Finance, parent performance
The Macau unit told the Hong Kong bourse that its fourth-quarter financing costs were US$70.4 million – compared to US$47.6 million a year earlier.
Wynn Macau Ltd had outstanding debt of US$6.35 billion at the end of the year, up from US$5.96 billion three months earlier. The firm had US$2.43 billion in cash or equivalents as well as available borrowing capacity of US$343.5 million.
The group as a whole – which also runs Wynn Las Vegas in Nevada and Encore Boston Harbor in Massachusetts in the U.S. – recorded a quarterly net loss of US$178.6 million, much smaller than the loss of US$831.5 million for the July to September period.
Wynn Resorts finished full-year 2020 with an operating loss of US$1.2 billion, a far cry from the US$878.3-million profit posted in the previous year.

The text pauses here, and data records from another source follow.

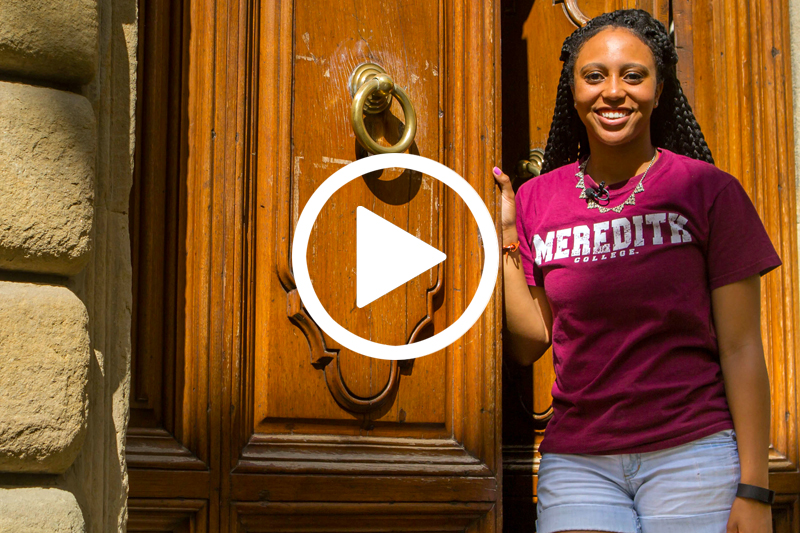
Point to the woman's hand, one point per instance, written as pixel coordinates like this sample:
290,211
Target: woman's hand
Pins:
749,516
508,209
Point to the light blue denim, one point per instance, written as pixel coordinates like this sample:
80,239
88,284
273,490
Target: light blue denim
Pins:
688,488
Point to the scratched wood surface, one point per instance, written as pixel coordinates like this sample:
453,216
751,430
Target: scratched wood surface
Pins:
247,416
734,67
740,89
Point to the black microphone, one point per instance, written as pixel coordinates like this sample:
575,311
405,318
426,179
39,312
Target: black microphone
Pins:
598,194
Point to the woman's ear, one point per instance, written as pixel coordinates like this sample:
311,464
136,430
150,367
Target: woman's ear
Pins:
659,90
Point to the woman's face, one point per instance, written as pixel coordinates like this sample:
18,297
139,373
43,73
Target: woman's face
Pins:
615,87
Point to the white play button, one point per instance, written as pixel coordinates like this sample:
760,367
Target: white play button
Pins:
387,256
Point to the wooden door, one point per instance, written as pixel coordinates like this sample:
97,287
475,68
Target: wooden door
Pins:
245,416
735,69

The parent affirmed there would be no dividend related to the group’s fourth-quarter operations, but that for year-end 2020 – encompassing the period prior to dividend suspension – the dividend had been US$1.00 per share, versus US$3.75 for full-year 2019.
Matt Maddox said in commentary with the results, that he was “encouraged by the progress” of the group, and believed it was on “the road to recovery from the pandemic”.
But Wynn Resorts noted in its results announcement in relation to Macau operations: “Certain Covid-19 -specific protective measures, such as limiting the number of seats per table game, increasing the spacing between active slot machines and visitor entry checks and requirements involving temperature checkpoints, mask wearing, health declarations and proof of negative COVID-19 test results remain in effect at the present time.”
“Measures that have been lifted or are expected to be lifted may be reintroduced if there are adverse developments,” the company warned.